In [1]:

import pickle
import pandas as pd
import numpy as np
import matplotlib.pyplot as plt
import matplotlib
%matplotlib inline
matplotlib.style.use('ggplot')
from collections import Counter

In [2]:

dump_file = '/home/nico/.pyrec_data/dumps/161017-15h46m41-KNNBasic'  # launch 
dump = pickle.load(open(dump_file, 'rb'))['fold_0']

df = pd.DataFrame(dump['predictions'], columns=['uid', 'iid', 'rui', 'est', 'wasImpossible'])
# add the error column
df['err'] = abs(df.est - df.rui)
# add the |I_u| and |U_i| columns
df['I_u'] = df.uid.apply(lambda uid: len(dump['trainset'].ur[uid]))
df['U_i'] = df.iid.apply(lambda iid: len(dump['trainset'].ir[iid]))
df[:3]

Out[2]:

	uid	iid	rui	est	wasImpossible	err	I_u	U_i
0	64	26	3.0	3.649495	{'was_impossible': False}	0.649495	233	168
1	177	831	3.0	3.175855	{'was_impossible': False}	0.175855	125	99
2	76	4	4.0	3.325020	{'was_impossible': False}	0.674980	81	128

In [3]:

# let's take a look at predictions where error is very low
best_preds = df.sort_values(by='err')[:10]
best_preds

Out[3]:

	uid	iid	rui	est	wasImpossible	I_u	U_i
7022	744	1420	4.0	4.0	{'was_impossible': False}	27	3
2399	28	1186	1.0	1.0	{'was_impossible': False}	583	2
11879	145	1474	1.0	1.0	{'was_impossible': False}	140	3
16688	505	1474	1.0	1.0	{'was_impossible': False}	140	3
6717	28	889	1.0	1.0	{'was_impossible': False}	583	2
1292	244	1551	3.0	3.0	{'was_impossible': False}	144	1
6046	303	1262	1.0	1.0	{'was_impossible': False}	532	4
12445	411	1618	4.0	4.0	{'was_impossible': False}	87	1
3748	303	1379	1.0	1.0	{'was_impossible': False}	532	3
16882	453	1467	2.0	2.0	{'was_impossible': False}	179	1

These are actually lucky shots: $|U_i|$ is always very low, meaning that very few users have rated the target item.

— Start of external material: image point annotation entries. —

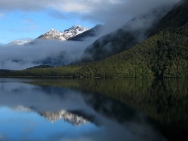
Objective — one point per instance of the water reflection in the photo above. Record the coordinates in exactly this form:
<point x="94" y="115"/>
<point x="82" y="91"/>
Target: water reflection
<point x="31" y="111"/>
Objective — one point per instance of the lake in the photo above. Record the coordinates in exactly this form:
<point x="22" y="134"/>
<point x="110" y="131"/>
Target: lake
<point x="93" y="110"/>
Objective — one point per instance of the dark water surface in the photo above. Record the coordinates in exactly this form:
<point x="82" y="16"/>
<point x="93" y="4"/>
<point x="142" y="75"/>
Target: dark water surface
<point x="93" y="110"/>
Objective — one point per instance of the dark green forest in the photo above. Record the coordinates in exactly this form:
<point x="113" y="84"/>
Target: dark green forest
<point x="163" y="55"/>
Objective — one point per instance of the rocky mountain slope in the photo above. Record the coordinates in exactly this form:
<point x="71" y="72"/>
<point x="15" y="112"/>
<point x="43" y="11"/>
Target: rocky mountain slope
<point x="68" y="33"/>
<point x="20" y="42"/>
<point x="89" y="33"/>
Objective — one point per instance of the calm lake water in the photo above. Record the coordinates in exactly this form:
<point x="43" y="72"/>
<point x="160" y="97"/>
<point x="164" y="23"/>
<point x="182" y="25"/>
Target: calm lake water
<point x="93" y="110"/>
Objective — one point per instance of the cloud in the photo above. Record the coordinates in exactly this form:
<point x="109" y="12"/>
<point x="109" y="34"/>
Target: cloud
<point x="97" y="9"/>
<point x="1" y="15"/>
<point x="57" y="14"/>
<point x="40" y="52"/>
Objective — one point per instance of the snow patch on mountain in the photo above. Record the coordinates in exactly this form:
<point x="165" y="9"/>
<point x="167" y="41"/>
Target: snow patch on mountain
<point x="68" y="33"/>
<point x="20" y="42"/>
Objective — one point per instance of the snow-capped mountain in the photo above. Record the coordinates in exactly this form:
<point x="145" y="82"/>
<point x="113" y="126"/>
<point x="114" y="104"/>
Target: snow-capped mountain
<point x="20" y="42"/>
<point x="68" y="33"/>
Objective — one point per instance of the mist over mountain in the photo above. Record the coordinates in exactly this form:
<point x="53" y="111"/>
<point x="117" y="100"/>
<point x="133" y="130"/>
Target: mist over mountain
<point x="21" y="42"/>
<point x="68" y="33"/>
<point x="93" y="32"/>
<point x="163" y="55"/>
<point x="135" y="31"/>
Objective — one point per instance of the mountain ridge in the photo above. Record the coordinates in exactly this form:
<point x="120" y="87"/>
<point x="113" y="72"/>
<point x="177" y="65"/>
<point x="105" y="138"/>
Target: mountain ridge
<point x="63" y="36"/>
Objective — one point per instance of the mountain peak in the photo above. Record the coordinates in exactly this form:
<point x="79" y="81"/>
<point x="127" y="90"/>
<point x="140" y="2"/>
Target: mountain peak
<point x="20" y="42"/>
<point x="68" y="33"/>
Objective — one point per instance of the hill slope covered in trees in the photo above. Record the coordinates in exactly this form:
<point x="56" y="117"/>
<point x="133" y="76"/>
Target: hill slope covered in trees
<point x="163" y="55"/>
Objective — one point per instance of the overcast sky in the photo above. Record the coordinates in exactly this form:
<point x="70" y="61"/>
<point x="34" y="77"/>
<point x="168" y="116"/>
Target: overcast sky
<point x="20" y="19"/>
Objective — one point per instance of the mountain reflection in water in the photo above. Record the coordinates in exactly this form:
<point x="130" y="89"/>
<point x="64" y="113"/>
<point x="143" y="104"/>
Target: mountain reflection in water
<point x="74" y="110"/>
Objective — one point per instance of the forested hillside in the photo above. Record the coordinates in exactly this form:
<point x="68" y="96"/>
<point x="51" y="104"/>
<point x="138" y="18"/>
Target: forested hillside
<point x="163" y="55"/>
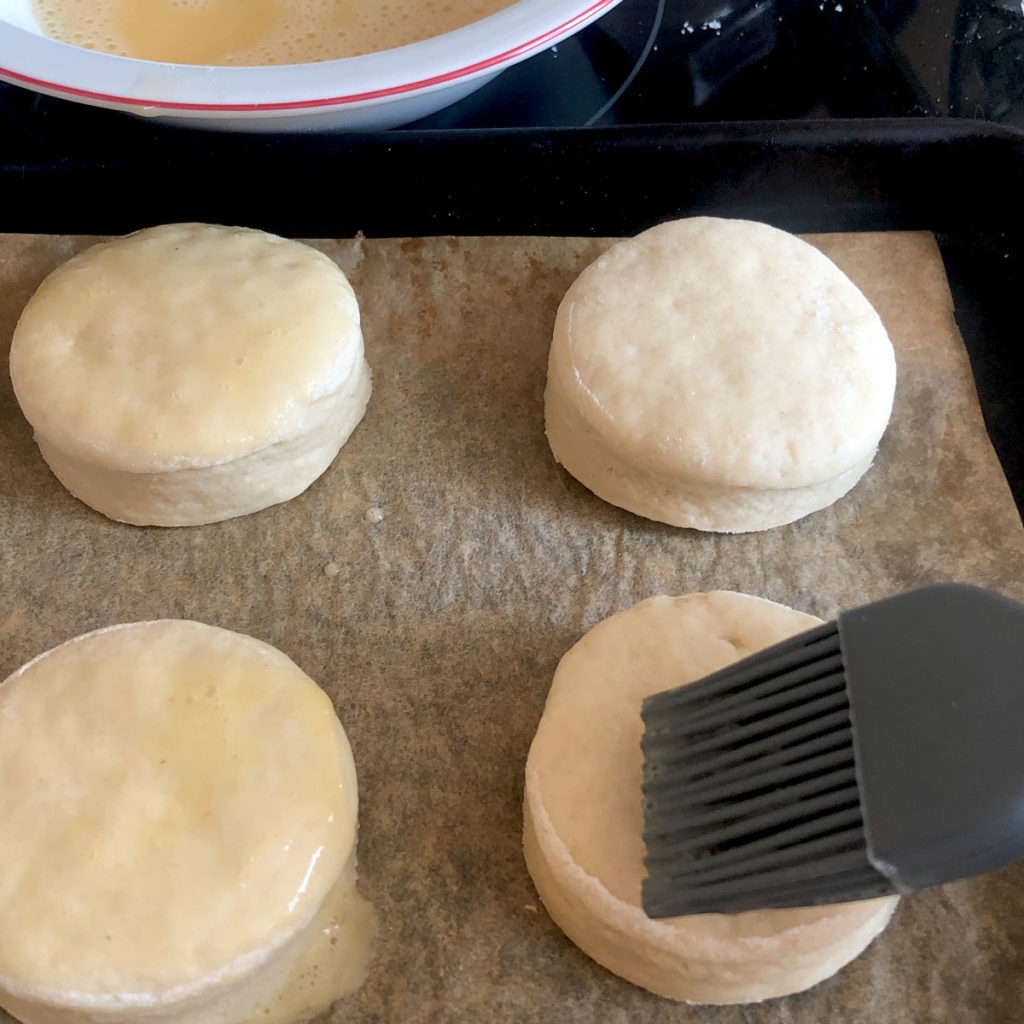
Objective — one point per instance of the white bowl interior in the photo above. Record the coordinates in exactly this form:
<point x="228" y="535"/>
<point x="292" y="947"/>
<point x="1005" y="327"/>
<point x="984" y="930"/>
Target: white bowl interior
<point x="18" y="13"/>
<point x="446" y="62"/>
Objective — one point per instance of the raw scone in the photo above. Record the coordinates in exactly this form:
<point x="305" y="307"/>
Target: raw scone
<point x="717" y="374"/>
<point x="190" y="373"/>
<point x="584" y="817"/>
<point x="179" y="823"/>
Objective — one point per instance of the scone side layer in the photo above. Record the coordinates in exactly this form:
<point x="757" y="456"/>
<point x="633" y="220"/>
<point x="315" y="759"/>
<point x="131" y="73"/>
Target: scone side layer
<point x="678" y="963"/>
<point x="195" y="496"/>
<point x="592" y="460"/>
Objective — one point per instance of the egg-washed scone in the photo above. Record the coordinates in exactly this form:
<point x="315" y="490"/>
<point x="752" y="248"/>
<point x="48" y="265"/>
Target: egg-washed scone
<point x="584" y="817"/>
<point x="717" y="374"/>
<point x="190" y="373"/>
<point x="178" y="807"/>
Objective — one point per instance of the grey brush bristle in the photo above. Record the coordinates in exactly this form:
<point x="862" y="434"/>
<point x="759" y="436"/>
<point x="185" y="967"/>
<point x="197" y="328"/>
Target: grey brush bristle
<point x="751" y="788"/>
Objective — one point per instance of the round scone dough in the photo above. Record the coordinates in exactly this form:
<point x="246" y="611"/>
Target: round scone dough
<point x="584" y="818"/>
<point x="190" y="373"/>
<point x="179" y="823"/>
<point x="717" y="374"/>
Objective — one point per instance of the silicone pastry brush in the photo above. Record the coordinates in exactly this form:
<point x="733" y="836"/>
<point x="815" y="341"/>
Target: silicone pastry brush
<point x="878" y="754"/>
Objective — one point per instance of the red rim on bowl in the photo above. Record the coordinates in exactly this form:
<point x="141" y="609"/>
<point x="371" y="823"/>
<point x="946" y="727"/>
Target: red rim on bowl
<point x="431" y="50"/>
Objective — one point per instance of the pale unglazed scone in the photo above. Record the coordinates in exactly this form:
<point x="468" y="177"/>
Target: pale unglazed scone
<point x="179" y="832"/>
<point x="190" y="373"/>
<point x="584" y="821"/>
<point x="717" y="374"/>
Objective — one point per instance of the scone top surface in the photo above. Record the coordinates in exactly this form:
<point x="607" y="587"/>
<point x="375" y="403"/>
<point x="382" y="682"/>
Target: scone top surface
<point x="727" y="351"/>
<point x="184" y="344"/>
<point x="175" y="800"/>
<point x="586" y="768"/>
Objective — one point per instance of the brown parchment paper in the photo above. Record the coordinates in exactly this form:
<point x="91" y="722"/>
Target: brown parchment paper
<point x="436" y="629"/>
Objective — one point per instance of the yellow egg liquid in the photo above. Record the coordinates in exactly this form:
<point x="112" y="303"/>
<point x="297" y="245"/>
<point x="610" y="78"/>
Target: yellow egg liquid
<point x="252" y="32"/>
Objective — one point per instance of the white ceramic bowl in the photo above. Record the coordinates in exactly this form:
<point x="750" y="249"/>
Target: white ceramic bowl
<point x="379" y="90"/>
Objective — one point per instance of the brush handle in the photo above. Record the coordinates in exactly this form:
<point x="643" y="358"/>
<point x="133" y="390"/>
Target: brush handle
<point x="936" y="687"/>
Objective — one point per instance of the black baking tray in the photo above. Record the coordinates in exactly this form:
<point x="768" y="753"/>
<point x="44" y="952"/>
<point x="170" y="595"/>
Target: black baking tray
<point x="961" y="179"/>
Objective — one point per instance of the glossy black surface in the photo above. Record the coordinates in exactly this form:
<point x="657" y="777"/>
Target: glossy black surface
<point x="686" y="60"/>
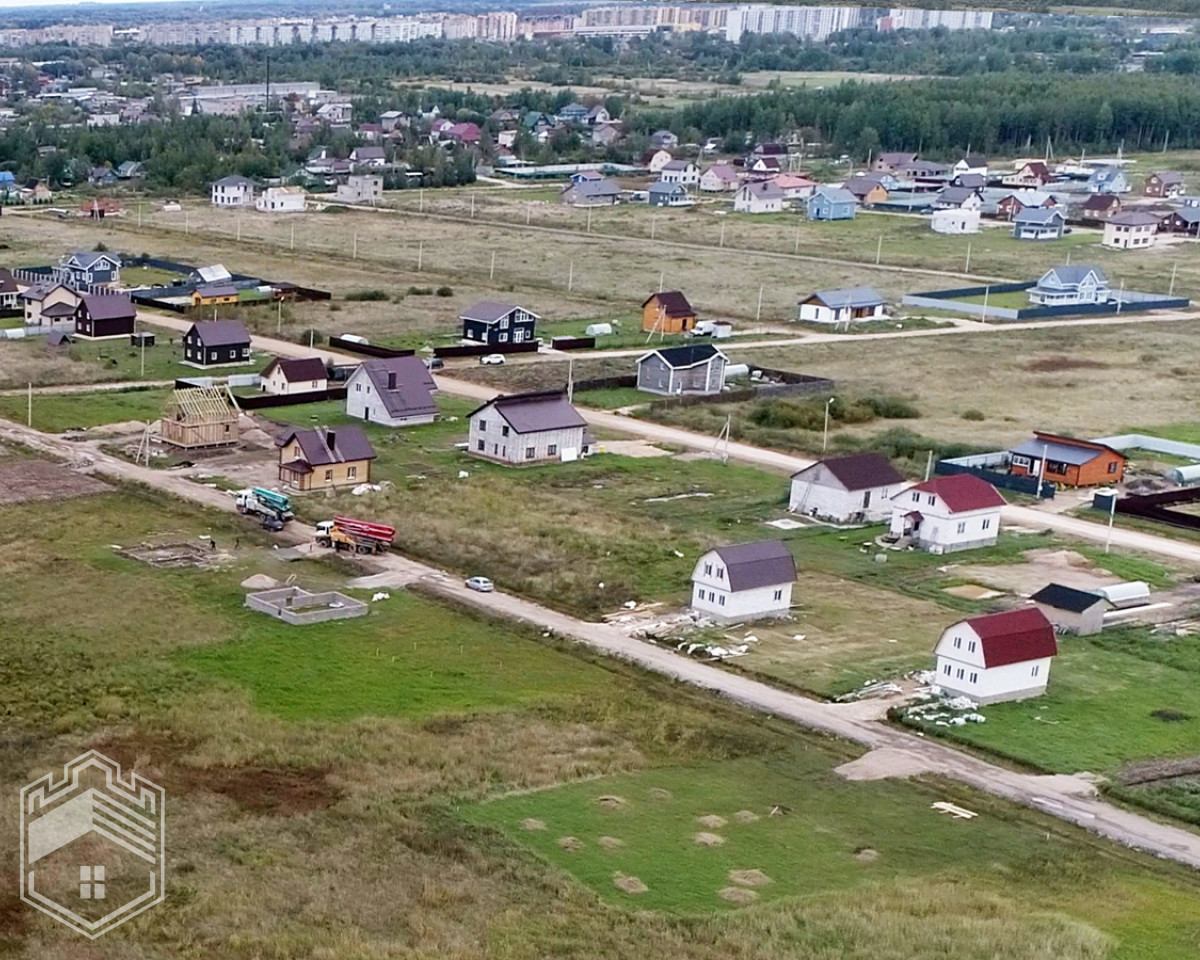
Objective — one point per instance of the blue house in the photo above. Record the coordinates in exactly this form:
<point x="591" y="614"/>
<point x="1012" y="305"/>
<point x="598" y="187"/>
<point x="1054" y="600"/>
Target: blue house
<point x="573" y="113"/>
<point x="669" y="195"/>
<point x="89" y="267"/>
<point x="1108" y="180"/>
<point x="832" y="203"/>
<point x="1038" y="223"/>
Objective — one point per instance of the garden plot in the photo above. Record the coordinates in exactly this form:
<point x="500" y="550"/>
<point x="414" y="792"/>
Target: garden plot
<point x="25" y="480"/>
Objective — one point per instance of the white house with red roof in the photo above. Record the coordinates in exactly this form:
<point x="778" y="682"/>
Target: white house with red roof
<point x="997" y="657"/>
<point x="948" y="513"/>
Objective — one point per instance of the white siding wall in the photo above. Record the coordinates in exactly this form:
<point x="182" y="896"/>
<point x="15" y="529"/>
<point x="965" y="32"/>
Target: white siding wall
<point x="832" y="502"/>
<point x="993" y="685"/>
<point x="514" y="447"/>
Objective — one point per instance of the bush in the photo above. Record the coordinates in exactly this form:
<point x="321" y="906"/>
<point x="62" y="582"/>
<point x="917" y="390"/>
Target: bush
<point x="892" y="408"/>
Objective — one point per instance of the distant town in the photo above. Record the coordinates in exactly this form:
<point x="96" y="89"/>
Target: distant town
<point x="623" y="21"/>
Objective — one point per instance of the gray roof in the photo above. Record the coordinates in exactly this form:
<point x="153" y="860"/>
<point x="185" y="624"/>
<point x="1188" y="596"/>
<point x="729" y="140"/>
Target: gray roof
<point x="85" y="258"/>
<point x="533" y="413"/>
<point x="1062" y="453"/>
<point x="1041" y="216"/>
<point x="221" y="333"/>
<point x="850" y="297"/>
<point x="324" y="445"/>
<point x="1067" y="598"/>
<point x="765" y="563"/>
<point x="409" y="391"/>
<point x="835" y="195"/>
<point x="858" y="472"/>
<point x="107" y="306"/>
<point x="1074" y="275"/>
<point x="490" y="311"/>
<point x="685" y="357"/>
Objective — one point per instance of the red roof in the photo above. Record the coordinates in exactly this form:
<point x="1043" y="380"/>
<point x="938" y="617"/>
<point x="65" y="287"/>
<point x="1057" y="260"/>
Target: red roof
<point x="963" y="492"/>
<point x="1014" y="637"/>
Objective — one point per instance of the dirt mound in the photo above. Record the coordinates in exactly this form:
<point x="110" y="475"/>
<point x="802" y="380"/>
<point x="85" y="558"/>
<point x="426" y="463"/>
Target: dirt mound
<point x="262" y="790"/>
<point x="749" y="877"/>
<point x="628" y="883"/>
<point x="1054" y="364"/>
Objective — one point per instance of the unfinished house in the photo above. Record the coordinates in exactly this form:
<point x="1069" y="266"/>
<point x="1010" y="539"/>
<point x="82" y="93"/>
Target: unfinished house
<point x="199" y="417"/>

This implies that the set of elligible neighbors is very small... And, it just happens that all the ratings from the neighbors are the same (and mostly, are equal to that of the target user). Not convinced ? try that:

In [5]:

def std_dev(ratings):
    """Return standard deviation of ratings contained in a list of (id, rating) tuples."""
    return np.std([r for (_, r) in ratings])
    
best_preds.iid.apply(lambda x:std_dev(dump['trainset'].ir[x]))

Out[5]:

7022     0.0
2399     0.0
11879    0.0
16688    0.0
6717     0.0
1292     0.0
6046     0.0
12445    0.0
3748     0.0
16882    0.0
Name: iid, dtype: float64

In [6]:

# Now, let's take a look at predictions where error is very high
worst_preds = df.sort_values(by='err')[-10:]
worst_preds

Out[6]:

	uid	iid	rui	est	wasImpossible	err	I_u	U_i
10701	24	1339	1.0	4.507309	{'was_impossible': False}	3.507309	244	4
4534	28	1177	1.0	4.518146	{'was_impossible': False}	3.518146	583	2
17116	386	325	1.0	4.526533	{'was_impossible': False}	3.526533	121	229
12016	28	1395	1.0	4.568176	{'was_impossible': False}	3.568176	583	5
17502	548	402	1.0	4.599840	{'was_impossible': False}	3.599840	396	215
2661	465	1395	1.0	4.609239	{'was_impossible': False}	3.609239	56	5
15129	184	402	1.0	4.645398	{'was_impossible': False}	3.645398	71	215
6414	62	1621	5.0	1.000000	{'was_impossible': False}	4.000000	286	1
2199	17	1526	1.0	5.000000	{'was_impossible': False}	4.000000	68	1
18434	267	1069	5.0	1.000000	{'was_impossible': False}	4.000000	368	1

In [9]:

def plot_ratings(ratings, ax):
    counter = Counter([r for (_, r) in ratings])
    pd.DataFrame.from_dict(counter, orient='index').plot(kind='bar', ax=ax)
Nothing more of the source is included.